I don't believe ZSTD was a supported compression property back then? Did you upgrade the old pool's features prior to these replications?
Yes, I generally upgrade the pool features O(months) after deploying.

I just followed my steps in comment #37 with the single-file dataset and was not able to reproduce the problem.

So it may be something to do with the large amount of data in the intermediate dataset and how it's being read and pipelined to the destination dataset. It's unfortunately I wasn't able to reproduce this with a small test dataset.

The md5sum check is still running on the overnight replication that went old_pool -> old_pool, but so far there is no corruption.

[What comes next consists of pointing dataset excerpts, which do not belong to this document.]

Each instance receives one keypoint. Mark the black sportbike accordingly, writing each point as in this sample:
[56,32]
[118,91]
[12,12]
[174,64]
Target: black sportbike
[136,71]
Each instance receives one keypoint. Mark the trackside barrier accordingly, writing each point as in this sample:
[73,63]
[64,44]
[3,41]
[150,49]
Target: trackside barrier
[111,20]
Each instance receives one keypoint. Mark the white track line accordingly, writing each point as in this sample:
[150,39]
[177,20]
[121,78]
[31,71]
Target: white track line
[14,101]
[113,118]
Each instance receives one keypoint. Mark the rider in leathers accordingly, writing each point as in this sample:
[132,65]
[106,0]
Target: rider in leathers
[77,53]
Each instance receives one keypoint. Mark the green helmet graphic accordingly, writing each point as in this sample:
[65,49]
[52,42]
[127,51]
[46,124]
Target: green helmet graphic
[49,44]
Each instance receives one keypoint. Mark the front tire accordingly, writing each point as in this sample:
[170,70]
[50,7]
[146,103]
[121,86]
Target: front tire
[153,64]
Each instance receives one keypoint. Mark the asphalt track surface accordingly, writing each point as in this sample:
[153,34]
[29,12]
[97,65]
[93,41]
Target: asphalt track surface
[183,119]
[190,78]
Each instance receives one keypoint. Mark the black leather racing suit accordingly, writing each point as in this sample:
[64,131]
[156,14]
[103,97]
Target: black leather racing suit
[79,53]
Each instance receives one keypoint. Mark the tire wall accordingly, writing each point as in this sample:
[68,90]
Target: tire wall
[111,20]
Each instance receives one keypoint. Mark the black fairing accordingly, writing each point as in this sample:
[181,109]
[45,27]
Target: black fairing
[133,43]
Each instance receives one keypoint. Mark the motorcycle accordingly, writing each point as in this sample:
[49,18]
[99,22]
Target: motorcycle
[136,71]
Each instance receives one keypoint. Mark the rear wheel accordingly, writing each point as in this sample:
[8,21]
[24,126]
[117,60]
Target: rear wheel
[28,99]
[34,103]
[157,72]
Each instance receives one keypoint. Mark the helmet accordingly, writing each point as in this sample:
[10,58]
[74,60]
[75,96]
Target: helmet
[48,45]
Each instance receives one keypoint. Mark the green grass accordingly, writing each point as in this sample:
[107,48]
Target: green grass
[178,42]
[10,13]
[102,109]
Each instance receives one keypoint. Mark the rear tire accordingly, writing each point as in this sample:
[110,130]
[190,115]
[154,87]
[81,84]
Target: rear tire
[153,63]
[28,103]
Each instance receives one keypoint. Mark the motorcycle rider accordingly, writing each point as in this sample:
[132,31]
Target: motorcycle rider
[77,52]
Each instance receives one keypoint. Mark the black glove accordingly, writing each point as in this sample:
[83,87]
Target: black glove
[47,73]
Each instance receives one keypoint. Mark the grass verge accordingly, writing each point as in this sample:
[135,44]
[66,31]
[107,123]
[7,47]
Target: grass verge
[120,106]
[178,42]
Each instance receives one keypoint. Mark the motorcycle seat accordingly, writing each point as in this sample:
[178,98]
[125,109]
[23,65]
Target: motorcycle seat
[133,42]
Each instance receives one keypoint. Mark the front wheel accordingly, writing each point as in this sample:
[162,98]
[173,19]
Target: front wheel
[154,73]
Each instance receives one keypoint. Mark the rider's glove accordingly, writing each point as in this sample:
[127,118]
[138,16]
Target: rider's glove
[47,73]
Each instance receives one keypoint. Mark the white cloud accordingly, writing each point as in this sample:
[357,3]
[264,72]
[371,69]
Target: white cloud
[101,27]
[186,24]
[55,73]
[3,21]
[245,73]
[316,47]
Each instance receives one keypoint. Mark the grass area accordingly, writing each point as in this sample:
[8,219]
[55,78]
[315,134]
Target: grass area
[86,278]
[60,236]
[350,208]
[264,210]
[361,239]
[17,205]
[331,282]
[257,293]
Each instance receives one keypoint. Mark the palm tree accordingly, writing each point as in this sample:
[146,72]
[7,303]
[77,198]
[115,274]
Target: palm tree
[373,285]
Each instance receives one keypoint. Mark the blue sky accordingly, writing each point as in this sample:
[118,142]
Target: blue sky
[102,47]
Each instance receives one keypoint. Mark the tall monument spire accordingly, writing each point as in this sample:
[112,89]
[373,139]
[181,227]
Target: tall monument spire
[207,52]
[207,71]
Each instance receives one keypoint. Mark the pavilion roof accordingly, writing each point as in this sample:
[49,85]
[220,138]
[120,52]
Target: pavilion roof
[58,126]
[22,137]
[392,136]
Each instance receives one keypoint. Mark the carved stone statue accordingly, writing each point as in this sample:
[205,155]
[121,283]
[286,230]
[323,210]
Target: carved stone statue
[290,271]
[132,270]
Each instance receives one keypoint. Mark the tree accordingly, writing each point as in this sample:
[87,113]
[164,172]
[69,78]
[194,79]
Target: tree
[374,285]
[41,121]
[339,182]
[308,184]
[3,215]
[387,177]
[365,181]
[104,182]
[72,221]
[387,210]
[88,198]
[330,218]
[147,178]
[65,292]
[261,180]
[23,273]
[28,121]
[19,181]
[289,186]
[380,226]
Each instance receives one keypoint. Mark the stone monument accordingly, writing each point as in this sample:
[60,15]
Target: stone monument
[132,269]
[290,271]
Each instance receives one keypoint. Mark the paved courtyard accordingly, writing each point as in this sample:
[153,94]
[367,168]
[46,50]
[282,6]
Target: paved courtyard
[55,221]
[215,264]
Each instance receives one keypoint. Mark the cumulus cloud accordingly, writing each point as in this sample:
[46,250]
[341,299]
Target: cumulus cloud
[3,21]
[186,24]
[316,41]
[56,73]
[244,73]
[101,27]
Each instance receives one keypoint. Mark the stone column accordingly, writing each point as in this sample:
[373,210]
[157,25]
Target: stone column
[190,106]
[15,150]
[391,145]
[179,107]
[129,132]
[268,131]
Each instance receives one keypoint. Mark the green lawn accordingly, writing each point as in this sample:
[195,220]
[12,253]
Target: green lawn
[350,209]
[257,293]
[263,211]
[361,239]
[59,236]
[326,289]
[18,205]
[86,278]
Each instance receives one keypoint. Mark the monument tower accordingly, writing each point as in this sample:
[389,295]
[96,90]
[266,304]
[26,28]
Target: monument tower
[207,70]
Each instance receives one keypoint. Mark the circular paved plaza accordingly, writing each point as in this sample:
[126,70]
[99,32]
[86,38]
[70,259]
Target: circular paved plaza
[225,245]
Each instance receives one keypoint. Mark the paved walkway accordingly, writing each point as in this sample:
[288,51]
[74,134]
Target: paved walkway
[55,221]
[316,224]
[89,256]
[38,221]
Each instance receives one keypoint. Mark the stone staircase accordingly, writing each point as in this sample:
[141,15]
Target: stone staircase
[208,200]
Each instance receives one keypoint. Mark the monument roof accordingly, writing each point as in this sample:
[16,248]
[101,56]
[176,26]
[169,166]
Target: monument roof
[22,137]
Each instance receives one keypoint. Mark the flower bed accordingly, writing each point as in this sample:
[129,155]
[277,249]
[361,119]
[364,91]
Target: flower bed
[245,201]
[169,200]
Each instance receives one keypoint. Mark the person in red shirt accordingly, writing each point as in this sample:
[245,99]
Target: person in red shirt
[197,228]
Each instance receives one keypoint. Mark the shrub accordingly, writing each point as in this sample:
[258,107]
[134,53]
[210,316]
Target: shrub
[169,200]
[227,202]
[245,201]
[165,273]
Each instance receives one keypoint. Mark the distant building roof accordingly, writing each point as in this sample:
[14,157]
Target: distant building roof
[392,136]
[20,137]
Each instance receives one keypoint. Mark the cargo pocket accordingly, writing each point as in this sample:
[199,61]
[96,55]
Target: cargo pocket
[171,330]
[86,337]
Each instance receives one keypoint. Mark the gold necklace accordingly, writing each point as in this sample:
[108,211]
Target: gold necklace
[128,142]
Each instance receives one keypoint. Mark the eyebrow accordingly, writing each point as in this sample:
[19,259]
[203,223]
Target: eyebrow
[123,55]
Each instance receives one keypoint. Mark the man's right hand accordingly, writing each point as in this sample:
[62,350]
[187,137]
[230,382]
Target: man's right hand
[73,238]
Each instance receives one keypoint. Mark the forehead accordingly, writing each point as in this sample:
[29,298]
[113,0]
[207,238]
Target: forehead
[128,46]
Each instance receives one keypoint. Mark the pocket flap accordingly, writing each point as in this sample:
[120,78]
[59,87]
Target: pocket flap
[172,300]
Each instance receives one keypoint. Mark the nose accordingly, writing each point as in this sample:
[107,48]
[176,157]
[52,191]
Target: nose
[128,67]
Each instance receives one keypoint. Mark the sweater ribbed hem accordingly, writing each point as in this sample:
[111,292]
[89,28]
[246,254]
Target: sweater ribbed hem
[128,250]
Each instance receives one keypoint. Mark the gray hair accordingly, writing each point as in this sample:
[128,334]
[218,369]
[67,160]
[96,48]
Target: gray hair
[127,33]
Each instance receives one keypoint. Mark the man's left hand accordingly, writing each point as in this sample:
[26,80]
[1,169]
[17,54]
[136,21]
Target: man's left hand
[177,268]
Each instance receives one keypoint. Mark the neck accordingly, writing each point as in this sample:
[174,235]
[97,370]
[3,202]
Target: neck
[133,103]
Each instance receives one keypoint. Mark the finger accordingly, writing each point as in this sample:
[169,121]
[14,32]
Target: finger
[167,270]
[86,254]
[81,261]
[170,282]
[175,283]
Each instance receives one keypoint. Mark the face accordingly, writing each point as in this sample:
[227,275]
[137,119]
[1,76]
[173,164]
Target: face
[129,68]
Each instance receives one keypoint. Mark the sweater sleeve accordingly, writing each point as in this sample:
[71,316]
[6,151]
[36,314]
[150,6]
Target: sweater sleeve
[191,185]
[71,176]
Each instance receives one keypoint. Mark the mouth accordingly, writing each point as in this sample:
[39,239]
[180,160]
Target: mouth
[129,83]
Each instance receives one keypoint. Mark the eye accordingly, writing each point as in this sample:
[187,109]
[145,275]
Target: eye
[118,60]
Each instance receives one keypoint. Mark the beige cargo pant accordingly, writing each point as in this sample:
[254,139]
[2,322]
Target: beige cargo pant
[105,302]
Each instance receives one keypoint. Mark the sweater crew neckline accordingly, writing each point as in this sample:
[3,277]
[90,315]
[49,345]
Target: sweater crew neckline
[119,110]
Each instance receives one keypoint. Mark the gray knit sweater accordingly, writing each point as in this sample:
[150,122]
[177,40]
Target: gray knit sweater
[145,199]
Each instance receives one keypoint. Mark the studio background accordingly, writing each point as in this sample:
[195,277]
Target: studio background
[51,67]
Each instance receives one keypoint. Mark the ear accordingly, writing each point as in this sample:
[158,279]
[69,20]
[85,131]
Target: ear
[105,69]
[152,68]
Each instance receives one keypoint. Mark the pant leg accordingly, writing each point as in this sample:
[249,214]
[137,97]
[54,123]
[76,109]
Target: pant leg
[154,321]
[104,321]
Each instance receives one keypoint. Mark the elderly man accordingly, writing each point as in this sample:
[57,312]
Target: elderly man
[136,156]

I am starting to run out of free space to keep some of these experiments around. I think next I will do as follows:
  1. On the intermediate dataset, delete everything except the known-to-corrupt file types `.cshrc` and `*.properties`
  2. Snapshot
  3. Replicate that snapshot to the original pool
  4. Check for corruption
  5. If corruption is repro, replicate the snapshot into a new dataset on the same pool
  6. Replicate that snapshot to the original pool
  7. Check for corruption
  8. If corruption is repro, I will pipe the source snapshot into a file and share

The corrupted file is in fact LZ4-compressed data as is.

During replication, it does change the compression mode in the block pointer as requested but does not actually recompress the data. This way, when you copy to the LZ4-compressed dataset, there is no problem as no recompression is needed. I wonder if the problem persists if the target dataset uses LZJB compression.

I will start this now.
 

AlexGG

Contributor
Joined
Dec 13, 2018
Messages
171
or trying to upgrade a pool's features, which spans many ZFS iterations, can unearth these quirks

Probably this. Which means there won't be any repro, because we are looking at something rare, one of a kind. The solution is to copy data without send-receive, verify the copy, and then destroy the source. The copy, never subjected to any upgrades, should not be quirky. And make a note not to upgrade pools in the future.
 

yottabit

Contributor
Joined
Apr 15, 2012
Messages
192
Probably this. Which means there won't be any repro, because we are looking at something rare, one of a kind. The solution is to copy data without send-receive, verify the copy, and then destroy the source. The copy, never subjected to any upgrades, should not be quirky. And make a note not to upgrade pools in the future.
What? I thought it was best practice to upgrade pools. Either way, this is a bug for sure.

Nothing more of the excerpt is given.